The article posted by Retired F-4 draws heavily on the National Research Council book on PIO that I have recommended in the past. (National Research Council. Aviation Safety and Pilot Control, 1997) For one with an understanding of aviation and the concept of feedback loops, it is an easy read, and as a soft cover version, is very affordable.

I use the term PIO because that is what I am comfortable with, but I interpret it as Pilot in the Loop Oscillation. PIO cannot occur if you are not exercising direct control.

I recently had a message from a tactical jet pilot describing a PIO incident he experienced. He stated that he was too busy during the incident to communicate with his back seater in any meaningful way. The workload was so high that he had no spare capacity to communicate! Can you see the relevance to the AF447 cockpit scene?

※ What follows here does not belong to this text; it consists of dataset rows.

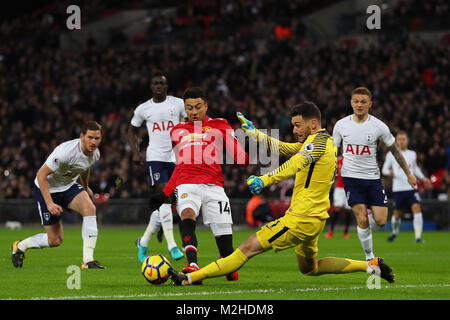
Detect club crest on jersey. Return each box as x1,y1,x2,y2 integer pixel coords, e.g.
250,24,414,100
366,134,373,142
43,212,51,221
304,143,314,153
153,173,160,181
181,193,188,199
202,126,211,132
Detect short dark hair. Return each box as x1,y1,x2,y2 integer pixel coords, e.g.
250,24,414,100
290,101,321,122
351,87,372,99
81,121,102,134
183,87,207,102
151,71,167,82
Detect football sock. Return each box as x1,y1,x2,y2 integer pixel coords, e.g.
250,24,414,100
159,204,177,250
188,248,248,284
391,215,401,235
82,216,98,264
306,257,367,276
17,233,49,251
357,226,375,260
140,210,159,247
413,212,423,239
215,234,234,258
180,218,198,265
367,212,377,230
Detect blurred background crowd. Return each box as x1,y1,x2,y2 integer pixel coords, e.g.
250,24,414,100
1,0,449,202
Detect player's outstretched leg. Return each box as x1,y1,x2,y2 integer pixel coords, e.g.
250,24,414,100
137,210,160,263
159,203,183,260
11,240,25,268
300,256,395,283
367,257,395,283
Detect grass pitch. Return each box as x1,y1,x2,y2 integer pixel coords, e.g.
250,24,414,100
1,226,449,300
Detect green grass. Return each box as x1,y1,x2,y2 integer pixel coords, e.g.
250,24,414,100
1,226,449,300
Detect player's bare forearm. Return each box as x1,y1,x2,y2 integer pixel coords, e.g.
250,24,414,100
127,126,141,156
388,143,411,176
79,169,90,189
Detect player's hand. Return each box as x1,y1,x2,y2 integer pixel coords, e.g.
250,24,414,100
47,202,63,216
237,112,259,141
407,173,417,189
149,191,168,212
422,177,432,190
86,187,95,203
237,112,255,131
247,175,264,195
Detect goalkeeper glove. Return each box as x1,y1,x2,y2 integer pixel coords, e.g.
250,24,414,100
237,112,259,141
149,191,168,212
247,175,264,195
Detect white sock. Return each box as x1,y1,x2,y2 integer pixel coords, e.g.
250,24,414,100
140,210,159,247
413,212,423,240
367,212,377,230
17,233,49,252
357,226,375,261
82,216,98,264
391,216,401,235
160,204,177,250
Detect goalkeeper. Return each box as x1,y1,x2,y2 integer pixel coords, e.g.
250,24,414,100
167,102,395,285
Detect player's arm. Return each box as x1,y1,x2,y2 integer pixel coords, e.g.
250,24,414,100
237,112,302,157
412,154,431,189
36,164,63,216
387,143,417,188
79,168,94,202
248,135,327,194
127,124,145,165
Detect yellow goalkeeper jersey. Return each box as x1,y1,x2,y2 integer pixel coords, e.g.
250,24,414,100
259,128,337,219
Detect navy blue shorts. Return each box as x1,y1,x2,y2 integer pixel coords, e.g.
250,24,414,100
147,161,175,187
34,183,85,225
392,190,420,210
342,177,388,207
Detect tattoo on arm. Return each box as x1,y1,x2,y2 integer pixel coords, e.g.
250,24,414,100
388,143,411,176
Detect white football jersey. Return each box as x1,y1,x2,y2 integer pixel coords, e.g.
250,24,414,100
382,149,425,192
34,138,100,193
130,95,186,162
333,115,395,179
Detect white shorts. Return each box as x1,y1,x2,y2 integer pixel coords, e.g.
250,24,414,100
333,187,351,209
175,184,233,226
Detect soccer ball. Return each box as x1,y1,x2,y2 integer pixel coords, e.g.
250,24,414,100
141,254,172,285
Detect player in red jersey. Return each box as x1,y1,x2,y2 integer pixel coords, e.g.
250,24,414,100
149,87,248,282
325,155,352,239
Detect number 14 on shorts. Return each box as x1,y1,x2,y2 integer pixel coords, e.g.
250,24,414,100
218,201,231,214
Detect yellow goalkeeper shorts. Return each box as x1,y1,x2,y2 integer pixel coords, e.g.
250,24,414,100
256,213,326,259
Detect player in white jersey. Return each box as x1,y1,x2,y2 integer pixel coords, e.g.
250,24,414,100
128,72,185,262
382,131,431,243
333,87,417,264
11,121,105,269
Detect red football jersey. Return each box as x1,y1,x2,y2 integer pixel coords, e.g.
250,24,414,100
163,116,248,196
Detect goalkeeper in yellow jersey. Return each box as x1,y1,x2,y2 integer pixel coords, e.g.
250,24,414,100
167,102,394,285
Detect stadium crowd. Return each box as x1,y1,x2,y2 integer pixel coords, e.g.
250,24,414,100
1,0,449,202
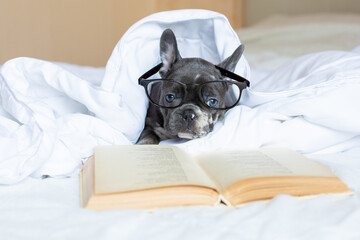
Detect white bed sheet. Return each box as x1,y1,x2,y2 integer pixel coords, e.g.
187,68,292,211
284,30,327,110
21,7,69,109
1,13,360,240
0,177,359,240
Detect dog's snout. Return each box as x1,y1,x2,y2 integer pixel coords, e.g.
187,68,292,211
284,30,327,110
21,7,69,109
181,109,197,123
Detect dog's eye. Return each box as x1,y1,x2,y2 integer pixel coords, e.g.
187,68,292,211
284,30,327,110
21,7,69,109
165,94,175,103
206,98,218,108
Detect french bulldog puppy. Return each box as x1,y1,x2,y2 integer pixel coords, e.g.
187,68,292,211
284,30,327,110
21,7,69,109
137,29,245,144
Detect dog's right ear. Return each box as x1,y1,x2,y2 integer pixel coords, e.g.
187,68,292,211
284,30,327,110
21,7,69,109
159,29,182,77
217,45,244,72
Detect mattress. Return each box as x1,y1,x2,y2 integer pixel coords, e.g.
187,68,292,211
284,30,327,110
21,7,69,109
1,11,360,240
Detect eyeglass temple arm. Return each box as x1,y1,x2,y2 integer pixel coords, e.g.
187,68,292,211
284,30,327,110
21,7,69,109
138,63,163,84
138,63,250,87
215,65,250,87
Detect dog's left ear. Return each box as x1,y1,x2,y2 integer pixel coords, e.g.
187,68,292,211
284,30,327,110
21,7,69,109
159,29,182,77
217,45,244,72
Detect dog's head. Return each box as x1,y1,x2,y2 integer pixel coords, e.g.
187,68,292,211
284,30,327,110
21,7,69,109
148,29,245,140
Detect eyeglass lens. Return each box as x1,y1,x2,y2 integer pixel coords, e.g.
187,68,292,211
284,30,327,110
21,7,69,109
200,81,241,109
146,80,242,109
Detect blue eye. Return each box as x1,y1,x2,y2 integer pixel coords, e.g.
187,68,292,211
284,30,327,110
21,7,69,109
165,94,175,103
206,98,218,108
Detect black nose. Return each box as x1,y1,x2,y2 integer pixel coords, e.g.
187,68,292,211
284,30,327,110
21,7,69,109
181,109,197,124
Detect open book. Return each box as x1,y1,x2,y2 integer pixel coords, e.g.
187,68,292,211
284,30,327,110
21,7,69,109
80,145,350,210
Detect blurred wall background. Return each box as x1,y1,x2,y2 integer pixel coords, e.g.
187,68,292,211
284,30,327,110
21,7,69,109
1,0,359,66
245,0,360,25
0,0,242,66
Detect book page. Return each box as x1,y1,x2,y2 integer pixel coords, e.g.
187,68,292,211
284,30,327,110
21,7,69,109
94,145,217,194
196,148,336,191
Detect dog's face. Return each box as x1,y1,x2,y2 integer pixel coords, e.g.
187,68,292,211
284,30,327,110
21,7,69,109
157,58,226,140
137,29,244,144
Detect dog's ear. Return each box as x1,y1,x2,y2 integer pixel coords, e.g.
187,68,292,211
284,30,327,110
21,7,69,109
159,29,182,77
217,45,244,72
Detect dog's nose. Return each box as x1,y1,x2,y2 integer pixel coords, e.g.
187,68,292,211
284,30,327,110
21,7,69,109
181,109,197,124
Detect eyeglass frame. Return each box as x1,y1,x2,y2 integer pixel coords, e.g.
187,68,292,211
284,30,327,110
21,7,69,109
138,63,250,110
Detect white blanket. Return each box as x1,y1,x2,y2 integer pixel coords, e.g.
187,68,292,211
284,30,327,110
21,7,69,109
1,10,360,188
178,50,360,154
0,10,249,184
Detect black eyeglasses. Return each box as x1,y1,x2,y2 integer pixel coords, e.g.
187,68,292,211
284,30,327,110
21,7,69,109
138,63,250,110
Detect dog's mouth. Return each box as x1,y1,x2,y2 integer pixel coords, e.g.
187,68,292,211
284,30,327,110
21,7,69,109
177,129,197,139
167,104,218,140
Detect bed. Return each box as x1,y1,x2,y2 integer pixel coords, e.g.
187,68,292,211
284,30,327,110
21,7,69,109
1,4,360,240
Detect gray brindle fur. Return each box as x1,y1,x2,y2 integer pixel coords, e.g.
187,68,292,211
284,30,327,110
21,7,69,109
137,29,244,144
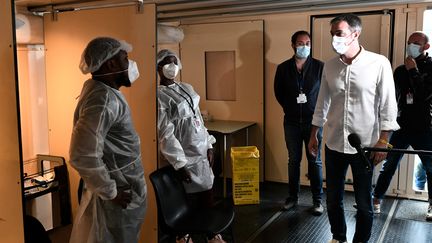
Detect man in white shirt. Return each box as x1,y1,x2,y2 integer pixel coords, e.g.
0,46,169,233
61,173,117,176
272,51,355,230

Yes, AF447 was not in a PIO when it departed from controlled flight, however the PF had just been through 30+ seconds of hell that shook his faith in his aircraft's control system and fatigued his mind. At the same time, the PIO incident had set him up for a stall by stealing his airspeed and leaving him in a nose up attitude.

Why didn't he control the nose attitude you might ask. The simple answer is that he didn't have the attention to spare to adequately perform that task. He was concentrating almost exclusively on the roll channel and I believe was already tense and nervous before the autopilot dropped out which caused him to pull the stick back unconsciously.

In the main AF447 threads, a gent who goes by the handle "grity" prepared several charts of stick motion for the first few seconds after the autopilot dropped. The following chart is the best of those:

The numbers on the move lines correspond to the time in seconds after time 02:10. Bonin took control at time 02:10:07.

If you will notice, the majority of the first 11 seconds that the chart covers was spent in the 4 to 8 degree back stick range and only toward the latter part of the period does Bonin provide a couple of pulses in the nose downdirection. For the first 9 seconds he is just banging the stick from side to side while holding it fairly consistently in the 4 to 8 degree aft stick range.

Here is what these roll inputs did to the aircraft:

As expected, there is still much skepticism about what PIO had to do with the loss of AF447.
Simply, that type of input at cruise speed is overcontrol, not to be confused with PIO.
There is a simple difference between overcontrol and PIO. If you know you are overcontroling you can stop.
If you are in a PIO, you see the situation as the aircraft fighting your control and you cannot stop because you must keep the aircraft under control.